VISUALS, MARTIAL ARTS & 3-D
THE LAST AIRBENDER features glossy production values and special effects that look great in the trailers, but overall the visual design falls short. Ringer, with his bald head and tattoos, does not cut a striking figure as the Avatar. Seychelle Gabriel looks simply weird with her albino white hair as Princess Yue. At least the creature designs are nice; unfortunately, the creatures are underused, pasted onto scenes like decoration. The exception is the Dragon Spirit (voiced by FRINGE’s John Noble), who makes a dignified impression in only a small amount of screen time.

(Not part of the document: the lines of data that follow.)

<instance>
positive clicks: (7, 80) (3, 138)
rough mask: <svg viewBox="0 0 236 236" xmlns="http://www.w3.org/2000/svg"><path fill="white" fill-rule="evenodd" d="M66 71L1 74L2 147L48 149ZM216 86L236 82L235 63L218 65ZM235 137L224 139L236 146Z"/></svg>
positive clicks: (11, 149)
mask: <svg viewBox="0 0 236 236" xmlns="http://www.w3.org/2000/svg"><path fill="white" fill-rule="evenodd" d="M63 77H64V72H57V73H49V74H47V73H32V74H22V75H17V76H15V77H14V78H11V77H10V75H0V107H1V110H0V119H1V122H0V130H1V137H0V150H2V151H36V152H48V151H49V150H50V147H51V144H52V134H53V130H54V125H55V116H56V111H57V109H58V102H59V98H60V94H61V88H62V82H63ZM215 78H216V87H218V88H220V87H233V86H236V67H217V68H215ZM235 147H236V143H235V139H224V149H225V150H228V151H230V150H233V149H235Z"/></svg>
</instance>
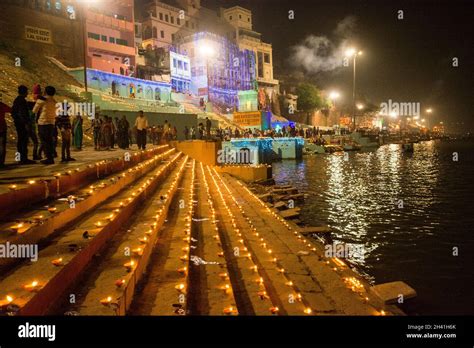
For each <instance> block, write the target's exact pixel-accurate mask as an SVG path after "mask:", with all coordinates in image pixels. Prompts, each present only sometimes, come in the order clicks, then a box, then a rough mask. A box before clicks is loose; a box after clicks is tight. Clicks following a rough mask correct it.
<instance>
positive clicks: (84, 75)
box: [78, 0, 97, 93]
mask: <svg viewBox="0 0 474 348" xmlns="http://www.w3.org/2000/svg"><path fill="white" fill-rule="evenodd" d="M96 1H97V0H80V1H79V2H78V5H79V8H80V11H81V21H82V28H81V29H82V50H83V51H84V55H83V63H84V90H85V92H86V93H87V5H88V4H91V3H94V2H96Z"/></svg>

The martial arts sequences, when they finally arrive, offer a brief respite from the story’s tedium. The concept of different elements combating each other (e.g., fire blocked by earth or doused by water) is well realized on screen, and the use of CGI and slow-motion to enhance the battles is effective, but the actual choreography soon grows repetitious. After watching Aang do his little dance to bend air for the fourth or fifth time, you begin to wonder why his opponents never strike before he has completed his routine. Like BLOOD: THE LAST VAMPIRE, this is a sad case of a film whose fight scenes work better in isolation; viewed as brief, separate clips on the Internet, the special effects and action – such as Aang’s run across the couryard in the middle of battle, with water spouts freezing around him -ignite a sense of anticipation that the film itself cannot satisfy.
In any case, THE LAST AIRBENDER’s visual qualities are marred by the last-minute addition of 3-D (the film was shot 2-D and converted in post-production). This is the worst 3-D I’ve seen in years, adding nothing of interest to the film. Much of the footage still looks flat, and the 3-D glasses darken the image, taking some of the sparkle out of what should have been pristine visuals. You will find yourself tempted to remove the specs and watch the film without them – which means you might as well save yourself a few dollars and see the flat version.
Since THE SIXTH SENSE (1999), Shyamalan’s career has been on a downhill slide, briefly interrupted by SIGNS in 2002. Till now, however, even his weakest films showed some glimmer of his previous talent; it was as if he was caught up by the ego and expectations that come with blockbuster success, and he was trapped into trying to recreate that winning formula. THE LAST AIRBENDER offered hope – a change in direction, working from pre-existing material that could reinvigorate him with the opportunity to do something new and different, a full-blown fant-asia style adventure that left the spook-show stuff behind in favor of epic vistas, colorful creatures, and archetypal heroes and villains. Instead, he has delivered his most disappointing film to date – an empty bauble that could have been handled by any Hollywood hack.
And in the worst tradition of summer blockbuster’s, THE LAST AIRBENDER is a shameless attempt to launch a franchise, whether we want one or not. Not only is the film sub-titled “Book One: Water,” there is also an obvious hook for a sequel placed before the closing credits. After sitting through this installment, however, it is hard to imagine anyone breathlessly anticipating “Book Two.”
THE LAST AIRBENDER (July 1, 2010). Written, produced and directed by M. Night Shyamalan. Cast: Noah Ringer, Dev Patel, Nicola Peltz, Jackson Rathbone, Shaun Toub, Aasif Mandy, Cliff Curtis. Seychelle Gabriel, Katharine Houghton, Keon Sim, Isaac Jin Solstein, Edmund Ideda, John Noble.